The second oddity is that while all the legal wrangling was going on, the US Patent Office – which originally granted the five patents – decided to re-examine them. Earlier this month the Office issued a ‘non-final’ rejection of the fifth NTP patent involved in the dispute – which means that it has now issued non-final rejections on all five of the patents at the centre of the legal tussle. But bizarrely, this is expected to have little impact on the judge’s verdict, for reasons that totally escape this non-lawyer. And in any event, NTP are expect to appeal against the Patent Office’s ‘non-final’ rulings.

So the BlackBerry saga has turned out to be a high-tech rehash of Bleak House’s Jarndyce v Jarndyce. And, as in the Dickens novel, nobody comes out of this looking good. RIM was foolish to have ignored NTP’s claims early on, when it could have settled for a modest amount. But it didn’t, and its product took off and suddenly made it a valuable target, which in turn stiffened the resolve of NTP’s lawyers to stick with the case.

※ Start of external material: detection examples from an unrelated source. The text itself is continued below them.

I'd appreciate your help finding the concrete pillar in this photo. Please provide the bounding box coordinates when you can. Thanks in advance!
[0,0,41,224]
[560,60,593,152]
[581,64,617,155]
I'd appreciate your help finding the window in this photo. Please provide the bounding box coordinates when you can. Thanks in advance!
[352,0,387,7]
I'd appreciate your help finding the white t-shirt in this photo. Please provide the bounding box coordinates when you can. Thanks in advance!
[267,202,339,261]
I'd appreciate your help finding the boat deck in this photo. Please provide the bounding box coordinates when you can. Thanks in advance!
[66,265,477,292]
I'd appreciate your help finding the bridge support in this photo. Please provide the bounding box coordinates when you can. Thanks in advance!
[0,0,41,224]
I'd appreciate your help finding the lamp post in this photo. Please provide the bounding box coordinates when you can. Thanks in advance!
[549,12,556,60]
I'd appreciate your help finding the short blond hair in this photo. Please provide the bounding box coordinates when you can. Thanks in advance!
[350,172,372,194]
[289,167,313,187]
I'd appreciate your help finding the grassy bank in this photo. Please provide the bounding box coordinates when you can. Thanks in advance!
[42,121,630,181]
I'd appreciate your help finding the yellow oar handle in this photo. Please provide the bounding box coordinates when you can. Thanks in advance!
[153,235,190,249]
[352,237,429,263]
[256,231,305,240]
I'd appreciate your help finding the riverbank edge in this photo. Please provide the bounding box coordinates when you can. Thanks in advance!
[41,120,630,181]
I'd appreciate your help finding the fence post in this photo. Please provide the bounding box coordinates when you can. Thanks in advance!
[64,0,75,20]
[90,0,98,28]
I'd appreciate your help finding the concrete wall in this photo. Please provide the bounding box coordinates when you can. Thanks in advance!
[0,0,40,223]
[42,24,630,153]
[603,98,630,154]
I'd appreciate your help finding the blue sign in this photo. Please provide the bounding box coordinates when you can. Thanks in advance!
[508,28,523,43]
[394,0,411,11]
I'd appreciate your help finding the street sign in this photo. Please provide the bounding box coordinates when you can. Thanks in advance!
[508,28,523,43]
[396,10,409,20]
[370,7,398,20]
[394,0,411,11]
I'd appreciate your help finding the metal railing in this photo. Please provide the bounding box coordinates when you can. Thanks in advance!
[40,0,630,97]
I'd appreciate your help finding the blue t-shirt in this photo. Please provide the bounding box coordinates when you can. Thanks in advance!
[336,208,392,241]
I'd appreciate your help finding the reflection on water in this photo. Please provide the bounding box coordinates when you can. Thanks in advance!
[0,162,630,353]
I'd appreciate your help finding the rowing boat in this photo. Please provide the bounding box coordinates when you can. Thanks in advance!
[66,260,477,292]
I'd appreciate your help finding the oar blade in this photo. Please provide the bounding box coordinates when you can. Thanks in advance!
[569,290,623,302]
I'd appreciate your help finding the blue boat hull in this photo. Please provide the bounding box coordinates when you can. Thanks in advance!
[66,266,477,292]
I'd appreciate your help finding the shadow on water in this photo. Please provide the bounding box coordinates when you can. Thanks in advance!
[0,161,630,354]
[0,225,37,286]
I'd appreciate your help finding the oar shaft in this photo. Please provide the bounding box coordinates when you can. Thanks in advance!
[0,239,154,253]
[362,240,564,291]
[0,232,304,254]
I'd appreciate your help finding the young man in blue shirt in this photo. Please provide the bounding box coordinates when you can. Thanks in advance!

The story also highlights the absurdity of the legal chains that now entangle the technology industry. After all, NTP makes nothing, delivers no service, makes no contribution to society other than by paying its taxes. RIM has created a service that apparently offers fantastic benefits to consumers – and may enhance governments’ ability to communicate in crisis situations. Yet it’s RIM which may go under. It’s daft. But that’s intellectual property for you.